Despite decades of public health campaigning, many smokers think it's okay to just smoke a few cigarettes a day yet they underestimate their risks, according to researchers in France.
"It seems that people are aware about the dangers of tobacco for health, but might consider that the risks are not for themselves, but only for other people," says Dr. Laurent Greillier.
Dr. Greillier and his team surveyed 1,602 French people between the ages of 40 and 75 of which 1,463 had no history of cancer.
Of the component that had never experienced cancer, 481 were former smokers and 330 were current smokers, puffing away 14.2 cigarettes per day, on average.
Of the total participant group, 34 per cent wrongly believed that a daily consumption of up to 10 cigarettes was not associated with the risk of lung cancer, according to results.
"The risk for lung cancer is most dependent on duration of smoking, but of course the number per day matters also," says Dr. Carolyn Dresler, a US-based board member of the International Association for the Study of Lung Cancer (IASLC). "The risk for cardiovascular disease starts with that one cigarette per day."

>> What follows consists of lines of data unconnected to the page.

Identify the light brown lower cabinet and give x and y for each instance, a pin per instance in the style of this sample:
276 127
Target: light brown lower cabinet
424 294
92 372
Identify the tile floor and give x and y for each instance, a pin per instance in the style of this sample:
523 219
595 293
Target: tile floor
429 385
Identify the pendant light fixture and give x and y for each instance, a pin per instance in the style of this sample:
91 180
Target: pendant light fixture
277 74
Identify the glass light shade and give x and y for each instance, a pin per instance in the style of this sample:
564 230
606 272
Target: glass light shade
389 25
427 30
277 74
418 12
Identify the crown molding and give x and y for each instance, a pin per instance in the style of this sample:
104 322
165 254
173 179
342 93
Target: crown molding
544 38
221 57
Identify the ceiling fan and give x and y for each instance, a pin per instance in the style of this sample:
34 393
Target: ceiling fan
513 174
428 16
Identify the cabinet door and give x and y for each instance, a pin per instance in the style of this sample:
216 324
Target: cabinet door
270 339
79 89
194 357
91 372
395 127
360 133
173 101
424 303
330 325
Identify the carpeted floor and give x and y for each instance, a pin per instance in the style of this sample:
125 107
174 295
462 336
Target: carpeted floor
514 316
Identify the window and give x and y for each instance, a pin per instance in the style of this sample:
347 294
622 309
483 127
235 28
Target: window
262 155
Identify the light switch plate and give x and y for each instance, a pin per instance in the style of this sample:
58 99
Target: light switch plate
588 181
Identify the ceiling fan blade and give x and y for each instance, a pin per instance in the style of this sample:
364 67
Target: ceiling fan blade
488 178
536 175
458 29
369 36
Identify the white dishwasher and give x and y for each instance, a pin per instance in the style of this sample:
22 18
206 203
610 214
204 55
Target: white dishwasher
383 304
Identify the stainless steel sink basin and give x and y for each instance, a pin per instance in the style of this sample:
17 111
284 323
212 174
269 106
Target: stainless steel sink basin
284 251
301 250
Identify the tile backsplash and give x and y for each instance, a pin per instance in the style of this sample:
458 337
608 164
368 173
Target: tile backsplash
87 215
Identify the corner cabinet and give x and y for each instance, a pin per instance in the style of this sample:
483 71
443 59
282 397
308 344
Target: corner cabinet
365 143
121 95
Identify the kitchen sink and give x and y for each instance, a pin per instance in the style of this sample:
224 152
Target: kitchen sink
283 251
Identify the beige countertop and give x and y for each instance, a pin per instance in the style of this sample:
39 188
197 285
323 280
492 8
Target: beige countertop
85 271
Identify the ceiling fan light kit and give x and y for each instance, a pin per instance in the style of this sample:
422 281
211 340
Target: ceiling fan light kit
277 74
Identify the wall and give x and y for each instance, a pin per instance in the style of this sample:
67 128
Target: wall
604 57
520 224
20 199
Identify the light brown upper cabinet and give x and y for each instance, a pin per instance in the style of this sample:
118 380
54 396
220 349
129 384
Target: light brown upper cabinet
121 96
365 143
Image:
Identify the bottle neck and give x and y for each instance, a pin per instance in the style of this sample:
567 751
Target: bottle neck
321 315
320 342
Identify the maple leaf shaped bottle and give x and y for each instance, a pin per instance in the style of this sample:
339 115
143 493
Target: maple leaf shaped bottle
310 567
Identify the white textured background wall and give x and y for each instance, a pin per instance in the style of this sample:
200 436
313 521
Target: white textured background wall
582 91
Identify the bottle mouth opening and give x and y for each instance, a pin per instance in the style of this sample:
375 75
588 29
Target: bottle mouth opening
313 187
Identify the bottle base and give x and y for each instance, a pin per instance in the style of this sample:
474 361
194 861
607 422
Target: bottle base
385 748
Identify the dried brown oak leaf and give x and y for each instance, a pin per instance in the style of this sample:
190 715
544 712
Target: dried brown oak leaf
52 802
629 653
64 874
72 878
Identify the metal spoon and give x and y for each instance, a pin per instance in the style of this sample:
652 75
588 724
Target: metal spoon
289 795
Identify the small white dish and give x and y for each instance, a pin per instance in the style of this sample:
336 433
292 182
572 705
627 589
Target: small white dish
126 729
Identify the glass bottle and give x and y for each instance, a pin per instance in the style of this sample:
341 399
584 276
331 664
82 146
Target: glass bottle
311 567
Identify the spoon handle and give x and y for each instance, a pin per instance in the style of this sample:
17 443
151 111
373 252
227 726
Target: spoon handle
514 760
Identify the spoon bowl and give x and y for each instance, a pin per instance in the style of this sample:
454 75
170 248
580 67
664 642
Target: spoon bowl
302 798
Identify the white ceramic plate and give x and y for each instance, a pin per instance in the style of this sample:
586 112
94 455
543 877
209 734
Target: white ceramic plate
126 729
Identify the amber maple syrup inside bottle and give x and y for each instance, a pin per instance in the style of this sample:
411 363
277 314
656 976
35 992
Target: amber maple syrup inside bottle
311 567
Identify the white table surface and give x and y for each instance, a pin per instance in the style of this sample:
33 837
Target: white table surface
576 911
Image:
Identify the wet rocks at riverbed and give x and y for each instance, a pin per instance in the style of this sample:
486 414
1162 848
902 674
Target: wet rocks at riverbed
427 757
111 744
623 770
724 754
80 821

Half of the current smokers seemed to realize their increased risk for lung cancer over the non-smoking population.
Less than 40 per cent of participants were aware that the increased risk never returns to that of a non-smoker even after quitting.
"It is essential that public health policies continue to focus on the tobacco pandemic," says Dr. Greillier. "Our findings suggest to urgently initiating campaigns concerning the risk of any cigarette. The war against tobacco is not over!"
The study was presented at the European Lung Cancer Conference (ELCC) in Geneva, Switzerland.
Current smokers should also be aware of a 2013 study that suggested that long and ultra long cigarettes could further increase the risk of developing lung cancer.
"We found that of smokers of long or ultralong cigarettes have higher concentrations of tobacco specific carcinogens in their urine than smokers of regular or king size cigarettes," said Constantine Vardavas, MD, senior research scientist, Harvard School of Public Health.